Empat hari yang lalu, Naro mengerang keras seraya menyingkirkan kasar barang-barang yang ada pada meja ruang tamu rumahnya yang sudah jarang ia kunjungi. Rumah itu adalah tempat tinggal pertama Naro kala menginjak tanah Jakarta. Karena ulahnya, dua vas bunga dan asbak untuk tamu pecah.
Naro berpikir untuk sesaat. Apa benar berkas itu asli?
Jika benar, mengapa Razel bisa semudah itu menjalankan rencananya dibanding dirinya yang jelas memulai dulu? Naro ingin menjatuhkan ayahnya dengan usahanya sendiri. Tidak seperti ini, apalagi dibantu oleh orang yang dibencinya.
Naro mengerang emosi lagi seraya membuang alas meja dengan kasar. Ia tidak terima ini.
"Kak Naro kenapa?"
Naro seketika memejam lantas menunduk atas kedatangan Antha tanpa ia sangka-sangka.
"Ke kamar Kakak yuk, Kak." Antha menuntun sang kakak hingga di tempat yang pemuda itu maksud. Di kamar, Naro tak berkata apa pun. Antha sendiri tidak memaksa kakaknya untuk bercerita. "Tidur aja, Kak."
Naro mendengarkan perkataan Antha dengan merebahkan tubuhnya di tempat tidur. Namun, sorot emosinya belum hilang dari wajah. Antha tetap setia berada di sisi Naro tanpa bosan. "Kak-" Tangan Antha cepat bereaksi melihat kakaknya mengepalkan tangan terlalu keras.

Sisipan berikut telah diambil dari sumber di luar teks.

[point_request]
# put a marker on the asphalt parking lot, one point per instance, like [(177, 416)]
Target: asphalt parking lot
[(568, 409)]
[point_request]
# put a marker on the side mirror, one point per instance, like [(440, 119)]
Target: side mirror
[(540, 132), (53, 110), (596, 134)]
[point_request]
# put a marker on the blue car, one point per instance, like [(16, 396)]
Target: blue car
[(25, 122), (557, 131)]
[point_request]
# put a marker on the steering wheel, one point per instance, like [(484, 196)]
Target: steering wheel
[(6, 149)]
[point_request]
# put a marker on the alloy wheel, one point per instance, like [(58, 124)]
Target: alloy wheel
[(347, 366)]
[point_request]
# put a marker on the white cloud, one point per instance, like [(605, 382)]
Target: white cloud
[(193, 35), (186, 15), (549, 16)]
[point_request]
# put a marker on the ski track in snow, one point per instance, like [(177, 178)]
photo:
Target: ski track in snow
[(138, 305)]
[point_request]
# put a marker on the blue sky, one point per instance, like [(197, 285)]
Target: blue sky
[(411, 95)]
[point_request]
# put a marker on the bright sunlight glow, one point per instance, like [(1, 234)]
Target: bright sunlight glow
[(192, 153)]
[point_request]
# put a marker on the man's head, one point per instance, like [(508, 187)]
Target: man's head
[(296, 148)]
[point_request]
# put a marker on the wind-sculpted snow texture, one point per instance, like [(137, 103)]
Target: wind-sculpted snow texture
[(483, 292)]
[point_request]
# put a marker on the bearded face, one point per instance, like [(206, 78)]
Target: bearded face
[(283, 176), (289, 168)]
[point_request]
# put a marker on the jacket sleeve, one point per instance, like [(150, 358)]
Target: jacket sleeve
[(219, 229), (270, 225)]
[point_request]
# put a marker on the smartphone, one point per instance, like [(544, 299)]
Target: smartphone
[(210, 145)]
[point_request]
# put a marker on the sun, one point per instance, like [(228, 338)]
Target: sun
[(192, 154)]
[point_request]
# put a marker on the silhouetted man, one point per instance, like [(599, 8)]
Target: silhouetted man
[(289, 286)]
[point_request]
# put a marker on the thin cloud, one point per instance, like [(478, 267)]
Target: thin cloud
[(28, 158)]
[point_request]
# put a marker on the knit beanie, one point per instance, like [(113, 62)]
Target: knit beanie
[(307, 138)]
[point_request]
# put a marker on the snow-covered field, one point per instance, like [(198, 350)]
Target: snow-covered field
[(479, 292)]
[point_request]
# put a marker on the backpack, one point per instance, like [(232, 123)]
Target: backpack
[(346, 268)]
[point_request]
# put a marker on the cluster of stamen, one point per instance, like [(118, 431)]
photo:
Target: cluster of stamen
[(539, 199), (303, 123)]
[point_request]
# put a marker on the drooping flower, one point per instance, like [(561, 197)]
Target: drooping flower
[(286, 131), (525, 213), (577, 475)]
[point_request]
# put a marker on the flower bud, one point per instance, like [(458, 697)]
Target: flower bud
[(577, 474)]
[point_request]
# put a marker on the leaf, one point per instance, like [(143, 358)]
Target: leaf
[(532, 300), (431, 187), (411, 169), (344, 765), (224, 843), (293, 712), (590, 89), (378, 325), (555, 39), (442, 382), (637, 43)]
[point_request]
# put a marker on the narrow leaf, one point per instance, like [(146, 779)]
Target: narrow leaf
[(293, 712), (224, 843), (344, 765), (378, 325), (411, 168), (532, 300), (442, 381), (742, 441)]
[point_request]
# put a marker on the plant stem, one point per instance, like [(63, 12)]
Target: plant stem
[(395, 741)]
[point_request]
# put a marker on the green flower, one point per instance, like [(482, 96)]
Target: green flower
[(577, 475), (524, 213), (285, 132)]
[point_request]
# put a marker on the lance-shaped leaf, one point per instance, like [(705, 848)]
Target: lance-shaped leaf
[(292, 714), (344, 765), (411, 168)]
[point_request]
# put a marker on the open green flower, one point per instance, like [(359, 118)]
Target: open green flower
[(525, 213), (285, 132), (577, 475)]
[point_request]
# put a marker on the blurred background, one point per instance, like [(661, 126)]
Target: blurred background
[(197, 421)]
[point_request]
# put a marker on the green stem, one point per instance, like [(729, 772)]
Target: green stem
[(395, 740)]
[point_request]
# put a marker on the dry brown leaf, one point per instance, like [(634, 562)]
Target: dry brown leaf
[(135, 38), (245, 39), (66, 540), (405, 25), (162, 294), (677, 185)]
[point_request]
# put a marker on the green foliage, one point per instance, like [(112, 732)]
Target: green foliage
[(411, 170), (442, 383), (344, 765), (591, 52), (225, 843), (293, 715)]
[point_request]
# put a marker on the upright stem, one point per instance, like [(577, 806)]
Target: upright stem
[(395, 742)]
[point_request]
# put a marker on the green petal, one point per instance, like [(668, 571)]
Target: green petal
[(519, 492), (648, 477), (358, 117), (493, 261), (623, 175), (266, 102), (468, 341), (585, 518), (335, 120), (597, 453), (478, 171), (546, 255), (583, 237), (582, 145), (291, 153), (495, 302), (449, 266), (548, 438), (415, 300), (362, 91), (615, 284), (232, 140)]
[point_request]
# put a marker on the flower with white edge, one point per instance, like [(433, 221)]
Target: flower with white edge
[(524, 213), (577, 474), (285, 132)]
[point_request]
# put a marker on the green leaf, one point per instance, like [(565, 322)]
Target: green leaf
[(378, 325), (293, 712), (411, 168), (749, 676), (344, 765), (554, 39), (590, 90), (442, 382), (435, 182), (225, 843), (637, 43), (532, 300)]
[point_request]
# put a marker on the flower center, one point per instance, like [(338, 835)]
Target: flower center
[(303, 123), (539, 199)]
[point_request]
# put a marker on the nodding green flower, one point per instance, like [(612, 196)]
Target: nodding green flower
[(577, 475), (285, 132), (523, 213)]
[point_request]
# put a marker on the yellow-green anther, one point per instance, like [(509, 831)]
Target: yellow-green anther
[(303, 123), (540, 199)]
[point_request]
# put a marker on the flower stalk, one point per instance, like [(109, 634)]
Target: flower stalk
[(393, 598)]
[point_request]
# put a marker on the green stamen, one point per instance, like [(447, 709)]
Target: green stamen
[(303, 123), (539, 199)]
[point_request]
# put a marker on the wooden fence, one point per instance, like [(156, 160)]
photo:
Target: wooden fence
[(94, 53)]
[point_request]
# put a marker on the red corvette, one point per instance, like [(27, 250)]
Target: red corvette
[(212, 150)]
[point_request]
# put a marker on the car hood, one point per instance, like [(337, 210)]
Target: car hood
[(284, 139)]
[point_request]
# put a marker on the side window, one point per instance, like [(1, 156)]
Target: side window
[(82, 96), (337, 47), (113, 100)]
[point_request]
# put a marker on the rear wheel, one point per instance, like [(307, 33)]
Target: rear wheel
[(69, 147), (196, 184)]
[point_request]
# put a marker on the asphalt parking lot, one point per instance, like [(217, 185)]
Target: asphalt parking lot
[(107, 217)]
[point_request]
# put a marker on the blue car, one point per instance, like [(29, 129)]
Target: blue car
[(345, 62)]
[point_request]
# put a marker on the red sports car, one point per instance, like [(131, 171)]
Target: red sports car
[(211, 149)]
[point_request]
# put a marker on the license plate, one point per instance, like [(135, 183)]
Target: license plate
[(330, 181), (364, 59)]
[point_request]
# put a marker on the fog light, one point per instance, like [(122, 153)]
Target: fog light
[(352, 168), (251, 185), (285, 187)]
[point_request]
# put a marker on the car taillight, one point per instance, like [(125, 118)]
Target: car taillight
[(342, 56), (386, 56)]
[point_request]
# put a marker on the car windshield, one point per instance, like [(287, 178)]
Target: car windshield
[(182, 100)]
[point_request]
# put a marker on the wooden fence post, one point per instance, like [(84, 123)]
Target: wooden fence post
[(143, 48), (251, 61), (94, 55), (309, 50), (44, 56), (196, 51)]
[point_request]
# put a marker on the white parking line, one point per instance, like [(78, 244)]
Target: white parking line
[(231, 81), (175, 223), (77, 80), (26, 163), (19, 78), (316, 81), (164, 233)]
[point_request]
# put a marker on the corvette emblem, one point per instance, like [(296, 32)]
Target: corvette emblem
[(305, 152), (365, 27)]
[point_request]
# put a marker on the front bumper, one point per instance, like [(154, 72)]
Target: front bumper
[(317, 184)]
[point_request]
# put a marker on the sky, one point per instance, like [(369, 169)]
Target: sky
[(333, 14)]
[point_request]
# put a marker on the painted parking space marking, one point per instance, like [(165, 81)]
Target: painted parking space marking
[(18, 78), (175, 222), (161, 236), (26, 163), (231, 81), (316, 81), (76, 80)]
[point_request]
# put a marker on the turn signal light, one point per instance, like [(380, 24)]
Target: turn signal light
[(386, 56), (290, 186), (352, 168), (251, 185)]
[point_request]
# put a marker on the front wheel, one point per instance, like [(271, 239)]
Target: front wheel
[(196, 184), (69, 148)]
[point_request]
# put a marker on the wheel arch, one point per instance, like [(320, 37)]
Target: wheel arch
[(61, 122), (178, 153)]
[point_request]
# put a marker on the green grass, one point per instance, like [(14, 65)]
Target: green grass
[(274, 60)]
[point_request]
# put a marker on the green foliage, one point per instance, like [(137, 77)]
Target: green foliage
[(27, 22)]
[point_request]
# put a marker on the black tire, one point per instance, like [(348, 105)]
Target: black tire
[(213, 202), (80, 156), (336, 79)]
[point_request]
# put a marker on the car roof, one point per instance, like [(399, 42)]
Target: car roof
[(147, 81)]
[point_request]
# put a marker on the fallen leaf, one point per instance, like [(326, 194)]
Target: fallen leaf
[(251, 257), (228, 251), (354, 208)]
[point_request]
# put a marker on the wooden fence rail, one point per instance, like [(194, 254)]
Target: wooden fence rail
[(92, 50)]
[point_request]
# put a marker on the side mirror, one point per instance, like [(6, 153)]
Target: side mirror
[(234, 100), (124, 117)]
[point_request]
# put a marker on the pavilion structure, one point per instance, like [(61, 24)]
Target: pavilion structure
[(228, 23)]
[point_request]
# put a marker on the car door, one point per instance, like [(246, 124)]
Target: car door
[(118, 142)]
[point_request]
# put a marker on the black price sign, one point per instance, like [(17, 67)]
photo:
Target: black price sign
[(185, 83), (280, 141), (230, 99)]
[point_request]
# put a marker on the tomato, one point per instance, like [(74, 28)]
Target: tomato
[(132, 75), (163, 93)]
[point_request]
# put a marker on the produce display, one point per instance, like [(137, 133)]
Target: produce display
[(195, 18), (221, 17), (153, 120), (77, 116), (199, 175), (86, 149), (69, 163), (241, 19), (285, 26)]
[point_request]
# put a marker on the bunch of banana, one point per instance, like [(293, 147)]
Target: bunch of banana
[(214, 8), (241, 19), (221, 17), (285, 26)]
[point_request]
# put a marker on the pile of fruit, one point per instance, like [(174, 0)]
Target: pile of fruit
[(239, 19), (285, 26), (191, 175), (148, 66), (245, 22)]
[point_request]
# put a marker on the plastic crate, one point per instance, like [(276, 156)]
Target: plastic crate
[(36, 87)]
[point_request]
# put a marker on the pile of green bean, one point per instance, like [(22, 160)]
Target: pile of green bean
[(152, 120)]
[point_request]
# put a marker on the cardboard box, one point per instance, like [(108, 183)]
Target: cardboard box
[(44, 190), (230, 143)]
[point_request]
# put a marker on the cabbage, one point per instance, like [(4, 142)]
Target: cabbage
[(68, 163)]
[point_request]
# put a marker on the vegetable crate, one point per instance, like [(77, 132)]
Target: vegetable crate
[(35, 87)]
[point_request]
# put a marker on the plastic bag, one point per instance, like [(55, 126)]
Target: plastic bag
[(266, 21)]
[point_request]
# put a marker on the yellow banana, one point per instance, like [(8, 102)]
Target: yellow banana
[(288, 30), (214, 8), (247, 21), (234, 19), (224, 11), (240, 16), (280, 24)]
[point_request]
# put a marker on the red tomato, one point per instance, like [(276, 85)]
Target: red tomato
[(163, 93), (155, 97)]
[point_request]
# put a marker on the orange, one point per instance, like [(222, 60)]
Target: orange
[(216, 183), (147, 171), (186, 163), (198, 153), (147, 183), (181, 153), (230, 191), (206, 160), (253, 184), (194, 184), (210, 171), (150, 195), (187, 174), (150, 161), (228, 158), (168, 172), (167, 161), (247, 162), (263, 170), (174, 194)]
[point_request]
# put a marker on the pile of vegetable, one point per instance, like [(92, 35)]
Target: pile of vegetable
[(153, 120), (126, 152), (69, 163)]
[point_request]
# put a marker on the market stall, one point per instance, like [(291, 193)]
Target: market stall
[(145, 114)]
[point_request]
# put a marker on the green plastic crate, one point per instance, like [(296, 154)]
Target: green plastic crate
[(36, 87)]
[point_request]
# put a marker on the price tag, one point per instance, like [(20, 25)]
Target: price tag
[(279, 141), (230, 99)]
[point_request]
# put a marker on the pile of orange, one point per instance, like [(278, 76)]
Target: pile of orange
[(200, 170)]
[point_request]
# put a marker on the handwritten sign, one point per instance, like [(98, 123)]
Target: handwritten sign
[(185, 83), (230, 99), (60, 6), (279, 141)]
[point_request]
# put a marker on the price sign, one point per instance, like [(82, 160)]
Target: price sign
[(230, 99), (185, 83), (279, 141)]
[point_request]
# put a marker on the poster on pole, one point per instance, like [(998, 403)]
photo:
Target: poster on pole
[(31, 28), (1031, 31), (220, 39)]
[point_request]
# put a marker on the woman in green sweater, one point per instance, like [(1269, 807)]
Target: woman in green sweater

Naro kembali menyesali sikapnya yang tak dapat menahan emosi di depan mata sang adik serta foto Mona yang terpampang di dinding kamar.
Pada akhirnya Naro memang bermalam di rumah itu bersama Antha yang tidak henti mencemaskannya. Pemuda itu tidak bisa meninggalkan sang kakak jauh-jauh. Saat keesokan harinya Naro menolak ajakan pulang ke coffe shop, pemuda itu membatalkan niatnya.
***
Suasana hati Naro masih tak berubah seperti hari itu. Akibatnya Naro enggan ke mana-mana dan tetap di rumah hingga sekarang. Antha masih tidur di samping lelaki itu. Naro sudah terjaga dari tidurnya karena ponselnya berdering dan memunculkan nama seorang. Betrand menghubunginya pukul 03.30 seperti ini? Naro pun mengangkat panggilan itu tanpa berpikir lebih lama.
"Mas."
"Ada apa?"
"Mas Naro belum denger berita Pak Ardan?"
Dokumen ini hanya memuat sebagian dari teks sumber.